A number of studies have relied on a dot blot or SDS-PAGE/Western blotting approach to detect mutant MYOC secretion.9,17,21 While SDS-PAGE/Western blotting is arguably the gold standard for detection of MYOC since it provides abundance and molecular weight information, it is time-consuming, costly, and in many instances does not detect small amounts of protein. In previous experiments, we have used the small (19.8 kDa), highly sensitive, and naturally secreted Gaussia luciferase (GLuc) to follow the secreted and intracellular levels of fibulin-3 and fibulin-5.2730 One major advantage of using GLuc as a reporter protein is that it yields an extremely bright signal, which makes it easy to measure small amounts of the protein.3133 Since there are a number of biochemical similarities between the fibulin proteins and MYOC (e.g., molecular weight, disulfide formation, and N-linked glycosylation), we reasoned that GLuc could also be used to quantitatively monitor the secretion and intracellular levels of wild-type (WT) and mutant MYOC. 

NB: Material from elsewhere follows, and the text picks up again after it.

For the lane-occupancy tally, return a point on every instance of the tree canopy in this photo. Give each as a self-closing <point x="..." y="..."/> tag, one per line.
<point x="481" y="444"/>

Thus, the focus of this study was to develop, characterize, and use the GLuc assay as a rapid, sensitive, and inexpensive method to quantify secreted levels of WT and mutant MYOC based on GLuc luminescence readouts in human embryonic kidney (HEK-293T) and normal TM (NTM-5) cells. The development of such a system could serve as an effective platform to study MYOC in more depth and for identifying new drugs to potentially treat MYOC-associated POAG. 
Materials and Methods
Plasmid Generation
Untagged and C-terminal FLAG-tagged (FT) WT and Y437H MYOC pcDNA3 plasmids were kind gifts of Charles Searsby and Val Sheffield, University of Iowa. The pcDNA3 WT MYOC FT construct was used as a template to generate the MYOC enhanced Gaussia luciferase version 2 (eGLuc2) fusion construct. The eGLuc2 fusion protein containing the M43I and M110I mutations was described previously.28,30,34,35 Briefly, WT MYOC FT was amplified by PCR using primers that eliminated the FLAG tag and stop codon and generated a 5′ DraI and 3′ BstBI restriction site. This PCR product then was inserted into a pENTR1A (Life Technologies, Carlsbad, CA, USA) eGLuc2 plasmid to generate the WT MYOC eGLuc2 fusion construct. The resulting construct encodes for amino acids 1-504 of MYOC followed by a 16 amino acid linker (FEGSAGSAAGSGEFEA) and eGLuc2 (without a signal sequence) with a predicted molecular weight of 76.5 kDa. The fusion construct then was shuttled into the pTRex-DEST30 vector (Life Technologies) by an LR Clonase II (Life Technologies) reaction. All subsequent MYOC mutants were generated in the pTRex vector using the Q5 mutagenesis kit (New England Biolabs, Ipswich, MA, USA). All constructs were constitutively expressed due to the absence of the tet-repressor in the cell lines used (see below). Constructs were verified by sequencing. 
Cell Culture
Human embryonic kidney (HEK-293T; Life Technologies) and normal TM (NTM-5; kind gift from Abbot Clark, University of North Texas Health Science Center) cells were cultured in low-glucose (1 g/L) Dulbecco's modified Eagle's medium (DMEM; Cellgro, Manassas, VA, USA) supplemented with 10% fetal bovine serum (FBS; Omega Scientific, Tarzana, CA, USA) and 1% penicillin/streptomycin/L-glutamine (Cellgro). All cells were incubated at typical growth conditions (37°C at 5% CO2) unless otherwise indicated and passaged routinely to propagate cells and maintain appropriate confluency. 
Transfection
Myocilin eGLuc2 variants (WT, D208E, G244V, C245Y, G246R, E300K, G434S, Y437H, Y437F, Y471C, I477N) were introduced into HEK-293T or NTM-5 cells by transient transfection using X-tremeGENE HP (Roche, Nutley, NJ, USA). Constructs of pEGFP-N1 (Clontech, Mountain View, CA, USA) or pTRex eGFP were used in separate wells to estimate transfection efficiency for each experiment. HEK-293T and NTM-5 cells were plated at a density of either 50,000 to 55,000 cells/well of a 24-well plate or 100,000 to 110,000 cells/well of a 12-well plate and allowed to attach overnight. Cells in 24-well plates then were transfected overnight with 500 ng/well DNA using either 0.5 μL (NTM-5) or 1 μL (HEK-293T) of X-tremeGENE HP. Cells in 12-well plates were transfected with twice the amount of DNA/transfection reagent as in a 24-well plate. Green fluorescent protein (eGFP) imaging determined transfection efficiencies of approximately 70% to 80% for HEK-293T cells and approximately 10% to 20% for NTM-5 cells. Samples were replated or analyzed 48 to 96 hours after transfection by the GLuc assay to measure secretion. 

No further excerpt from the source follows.